El director Emmanuel Mouret logra, a veces, una afortunada concisión poética pero no consigue que su tono se imponga sobre las convenciones de un vodevil minimalista

Un fotograma de 'Arte de amar'. Ampliar foto
Un fotograma de 'Arte de amar'.

Al actor y director Emmanuel Mouret nada le haría más feliz que obtener el título de digno heredero de Eric Rohmer con este particular Ars amandi para los tiempos de la microficción. La película confirma que en Mouret hay, en efecto, una versión de Rohmer, pero quizá no la que él desearía: un Rohmer de multisalas, capaz de poner algunos rostros familiares del nuevo cine francés al servicio de esa monserga cultural que se empeña en proponer que todo francés es, esencialmente, una versión recién duchada de Pepe La Peste, la untuosa mofeta romántica de los dibujos animados de la Warner. O sea, alguien nacido por y para el amor en un universo sin aparentes tensiones sociales, ni atisbos de la caída del sistema. En este universo de postal, capaz de hacer salivar a una oficina de turismo empeñada en desempolvar la vieja idea de París como Ciudad del Amor (concepto, sin duda, con mayor sex-appeal que, por ejemplo, el de París, olla a presión multicultural o París, la de los suburbios incendiados), la cuestión de género también toma un curioso atajo: ellas parecen a punto de protagonizar la última palabra en anuncios de perfume y, en el modus operandi de sus relaciones con el sexo opuesto, combinan el inevitable calientabraguetismo con un pudor ideal para alimentar la narrativa sobre la sempiterna guerra de sexos en sus registros más tópicos.

El arte de amar

Dirección: Emmanuel Mouret.
Intérpretes: François Cluzet, Ariane Ascaride, Emmanuel Mouret, Julie Depardieu, Pascale Arbillot, Judith Godrèche.
Género: Comedia. Francia, 2011.
Duración: 85 minutos.

A estas alturas de la crítica, el lector ya tendrá suficientemente claro que El arte de amar no despierta las simpatías del reseñista. Conviene, pues, hablar también de las virtudes de este sexto largometraje como director de Mouret, que ordena su naturaleza fragmentaria con rótulos que parecen detectar en los proverbios rohmerianos su idea platónica: la película se abre con una de sus mejores piezas, que logra una afortunada concisión poética pero no consigue que su tono se imponga sobre un conjunto que, en ocasiones, se rinde a las convenciones de un vodevil minimalista. La historia de ese músico empeñado en detectar y aislar la melodía del amor tiene un potencial enigmático que solo reaparece en la historia de esa chica, sumida en un año de abstinencia, que sueña ver cumplida la generosa oferta de sexo sin culpa con su novio que le propone su mejor amiga.

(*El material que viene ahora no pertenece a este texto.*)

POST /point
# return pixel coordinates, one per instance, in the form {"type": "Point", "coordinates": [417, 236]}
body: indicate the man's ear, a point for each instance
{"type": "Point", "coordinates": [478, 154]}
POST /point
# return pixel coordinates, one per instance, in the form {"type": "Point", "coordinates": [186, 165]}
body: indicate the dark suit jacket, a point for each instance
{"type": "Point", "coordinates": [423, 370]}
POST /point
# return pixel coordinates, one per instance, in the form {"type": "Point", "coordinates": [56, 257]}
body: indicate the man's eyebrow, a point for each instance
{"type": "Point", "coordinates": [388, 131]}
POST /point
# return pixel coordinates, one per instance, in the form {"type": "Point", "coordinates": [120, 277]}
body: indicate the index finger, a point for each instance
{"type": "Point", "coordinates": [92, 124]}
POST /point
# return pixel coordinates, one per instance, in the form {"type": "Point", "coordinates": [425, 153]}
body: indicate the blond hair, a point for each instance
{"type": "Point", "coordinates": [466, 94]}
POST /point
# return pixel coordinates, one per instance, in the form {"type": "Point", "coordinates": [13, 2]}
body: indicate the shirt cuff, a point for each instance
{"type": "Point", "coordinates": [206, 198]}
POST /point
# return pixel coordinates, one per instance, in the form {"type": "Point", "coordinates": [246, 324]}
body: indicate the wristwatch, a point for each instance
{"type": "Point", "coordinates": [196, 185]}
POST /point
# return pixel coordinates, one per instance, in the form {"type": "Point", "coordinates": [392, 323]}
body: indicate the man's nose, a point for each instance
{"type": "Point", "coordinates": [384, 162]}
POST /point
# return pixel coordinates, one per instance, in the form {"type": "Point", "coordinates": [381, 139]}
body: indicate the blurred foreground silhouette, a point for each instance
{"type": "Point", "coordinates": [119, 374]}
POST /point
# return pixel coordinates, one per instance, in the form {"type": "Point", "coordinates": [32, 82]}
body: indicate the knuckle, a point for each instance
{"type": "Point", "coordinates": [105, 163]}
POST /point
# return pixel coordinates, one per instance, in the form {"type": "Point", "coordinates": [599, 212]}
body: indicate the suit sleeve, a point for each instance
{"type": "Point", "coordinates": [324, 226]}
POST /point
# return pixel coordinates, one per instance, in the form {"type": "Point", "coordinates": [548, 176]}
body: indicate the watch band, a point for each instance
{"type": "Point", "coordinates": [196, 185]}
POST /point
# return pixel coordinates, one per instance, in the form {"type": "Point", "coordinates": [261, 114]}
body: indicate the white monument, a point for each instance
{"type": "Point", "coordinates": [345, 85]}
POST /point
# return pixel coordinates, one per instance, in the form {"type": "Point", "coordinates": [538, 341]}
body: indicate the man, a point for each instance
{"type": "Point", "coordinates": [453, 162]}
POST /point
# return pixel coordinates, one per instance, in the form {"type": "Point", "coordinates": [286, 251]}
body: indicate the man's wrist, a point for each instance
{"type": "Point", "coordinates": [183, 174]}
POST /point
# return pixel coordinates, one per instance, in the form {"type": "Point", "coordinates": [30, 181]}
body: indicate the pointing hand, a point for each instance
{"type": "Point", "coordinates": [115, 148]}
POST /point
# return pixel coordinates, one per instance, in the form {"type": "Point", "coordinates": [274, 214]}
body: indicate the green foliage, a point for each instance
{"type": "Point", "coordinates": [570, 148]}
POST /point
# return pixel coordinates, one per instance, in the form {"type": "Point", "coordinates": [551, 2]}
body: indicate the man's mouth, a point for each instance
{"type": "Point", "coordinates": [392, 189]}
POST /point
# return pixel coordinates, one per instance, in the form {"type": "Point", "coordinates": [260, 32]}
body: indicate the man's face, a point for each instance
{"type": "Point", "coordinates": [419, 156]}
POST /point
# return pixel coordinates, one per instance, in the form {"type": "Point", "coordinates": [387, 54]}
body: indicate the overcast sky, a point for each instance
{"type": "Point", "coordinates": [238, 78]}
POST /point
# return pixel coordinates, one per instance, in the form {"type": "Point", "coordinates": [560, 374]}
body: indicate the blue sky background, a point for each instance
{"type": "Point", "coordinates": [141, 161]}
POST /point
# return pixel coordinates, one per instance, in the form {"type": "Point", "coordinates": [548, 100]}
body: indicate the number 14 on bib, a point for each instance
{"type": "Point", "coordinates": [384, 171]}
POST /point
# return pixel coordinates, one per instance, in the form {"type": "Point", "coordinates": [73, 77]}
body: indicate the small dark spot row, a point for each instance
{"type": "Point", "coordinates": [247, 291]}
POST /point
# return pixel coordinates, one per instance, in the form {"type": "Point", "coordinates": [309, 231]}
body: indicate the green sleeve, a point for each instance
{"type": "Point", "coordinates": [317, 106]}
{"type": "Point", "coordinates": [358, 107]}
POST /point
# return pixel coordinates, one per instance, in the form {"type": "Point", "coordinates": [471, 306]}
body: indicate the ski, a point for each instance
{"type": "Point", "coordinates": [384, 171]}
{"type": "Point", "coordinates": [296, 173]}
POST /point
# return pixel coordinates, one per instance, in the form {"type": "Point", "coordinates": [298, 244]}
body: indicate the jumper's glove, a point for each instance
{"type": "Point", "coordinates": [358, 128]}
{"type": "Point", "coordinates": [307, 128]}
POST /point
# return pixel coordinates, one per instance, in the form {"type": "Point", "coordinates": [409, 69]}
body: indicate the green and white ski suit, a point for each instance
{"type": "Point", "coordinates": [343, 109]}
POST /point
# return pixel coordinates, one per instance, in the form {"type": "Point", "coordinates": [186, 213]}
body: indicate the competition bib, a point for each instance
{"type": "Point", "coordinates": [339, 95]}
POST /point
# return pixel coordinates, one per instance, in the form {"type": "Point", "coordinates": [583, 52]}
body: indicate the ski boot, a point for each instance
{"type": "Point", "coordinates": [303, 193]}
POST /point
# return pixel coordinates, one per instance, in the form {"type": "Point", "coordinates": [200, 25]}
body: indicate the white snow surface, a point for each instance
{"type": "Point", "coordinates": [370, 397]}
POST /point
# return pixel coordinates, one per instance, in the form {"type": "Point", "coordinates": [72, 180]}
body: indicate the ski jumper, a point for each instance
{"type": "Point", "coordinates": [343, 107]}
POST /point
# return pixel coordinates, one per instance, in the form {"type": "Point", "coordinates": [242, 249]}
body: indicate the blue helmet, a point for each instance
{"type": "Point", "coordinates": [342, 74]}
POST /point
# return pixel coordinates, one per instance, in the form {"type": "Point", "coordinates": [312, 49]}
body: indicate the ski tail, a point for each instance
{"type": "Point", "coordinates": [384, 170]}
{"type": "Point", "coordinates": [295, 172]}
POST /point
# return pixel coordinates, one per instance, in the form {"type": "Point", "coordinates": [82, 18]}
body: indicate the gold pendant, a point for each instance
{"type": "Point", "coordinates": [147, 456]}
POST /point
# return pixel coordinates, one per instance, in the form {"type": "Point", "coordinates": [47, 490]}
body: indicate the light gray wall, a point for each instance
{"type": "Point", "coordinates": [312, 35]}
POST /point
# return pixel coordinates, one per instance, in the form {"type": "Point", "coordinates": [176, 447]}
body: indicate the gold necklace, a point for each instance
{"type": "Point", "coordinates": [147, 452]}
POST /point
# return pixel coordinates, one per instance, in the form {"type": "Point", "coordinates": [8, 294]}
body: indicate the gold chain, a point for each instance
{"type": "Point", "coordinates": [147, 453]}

En otros casos, como la historia atomizada que protagoniza François Cluzet, basta con que el espectador sustituya mentalmente al actor de Intocable por Arturo Fernández o Pedro Osinaga para reparar con qué tipo de material se están manteniendo alarmantes relaciones de proximidad. Con sus historias entrecruzadas, Mouret construye un juguete ligero y eficaz, pero también rotundamente irritante en sus vaivenes entre la ocasional sutileza y el lugar común.